PAC chair Margaret Hodge MP said: “The Department for Transport has yet to present a convincing strategic case for High Speed 2.

“The pattern so far has been for costs to spiral – from more than £16bn to £21bn plus for phase one – and the estimated benefits to dwindle.

“The Department has been making huge spending decisions on the basis of fragile numbers, out-of-data data and assumptions which do not reflect real life, such as assuming business travellers do not work on trains using modern technology.

“The Department has ambitious and, in our view, unrealistic, plans for passing the Bill for High Speed 2. The timetable is much tighter than for either High Speed 1 or Crossrail, despite the fact High Speed 2 is a much larger programme.”

McLoughlin told BBC Radio 4’s Today programme: “The project will free up vital space on our railways for passengers and freight, generate hundreds of thousands of jobs and deliver better connections between our towns and cities.

“The truth is we can't not do anything. If we are going to be able to compete globally, we need to be able to attract businesses to our cities. To attract businesses to our cities, there need to be good connections and that is vitally important for the future of this country long term.”

Hilary Wharf, director of anti-HS2 group the HS2 Action Alliance, said: “We have no doubt that the Government will continue to plough ahead with HS2 despite PAC's devastating criticism – that there is no convincing strategic case and out-of-date information and wrong assumptions were used which do not reflect real life.

“How much longer do they think the taxpayer will listen to their protestations that this £50bn white elephant is vital to the future of the UK's economy?”

Tell us what you think – have your say below, or email us directly at [email protected]


Jb   30/01/2014 at 15:47

I agree with Patrick McLoughlin that we can't do nothing.
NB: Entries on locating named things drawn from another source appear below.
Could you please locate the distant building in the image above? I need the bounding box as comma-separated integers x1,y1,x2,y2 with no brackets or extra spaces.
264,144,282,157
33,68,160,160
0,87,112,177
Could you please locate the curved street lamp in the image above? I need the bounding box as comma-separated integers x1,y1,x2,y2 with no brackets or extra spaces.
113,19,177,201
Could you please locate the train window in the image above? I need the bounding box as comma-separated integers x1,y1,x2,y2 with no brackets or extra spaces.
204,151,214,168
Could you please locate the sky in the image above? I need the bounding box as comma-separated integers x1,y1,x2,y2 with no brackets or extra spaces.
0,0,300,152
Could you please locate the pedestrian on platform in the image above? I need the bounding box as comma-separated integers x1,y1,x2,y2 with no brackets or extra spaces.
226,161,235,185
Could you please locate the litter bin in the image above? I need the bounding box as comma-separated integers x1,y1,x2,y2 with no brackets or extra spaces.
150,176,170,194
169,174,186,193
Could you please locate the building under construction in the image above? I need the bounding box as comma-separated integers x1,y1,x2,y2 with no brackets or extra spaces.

However, I feel the money would be far better spent replacing the gaps created in our railway system in the late 1960s and thus reinstate the network to what it used to be. This would include re-establishing the Midland route from Manchester to St Pancras and the Great Central route to Marylebone. These routes were closed and their traffic diverted to the WCML to exploit the then new electrification. I believe these routes could be re-established at a faction of the cost of HS2 and the money saved used to replace other missing links in the network like Skipton to Colne and others. The benefits would be felt sooner too. I believe our main line trains are fast enough already for a country of our size and capacity is a much more important issue.

Geordie   09/08/2015 at 11:06

There MIGHT be a case to build HS2 just as far as Birmingham, but the farther North you go, the figures stack up less and less.. especially when you consider the nonsense of spending billions on tunnelling for Manchester, as well as TWO stations there. Phase Two is just a vanity project for Manchester. However, let's not forget; what Manchester asks for Manchester gets, especially with Osborne in power.

Gb   18/11/2015 at 18:54

Is the only way to stop HS2 to change the Government?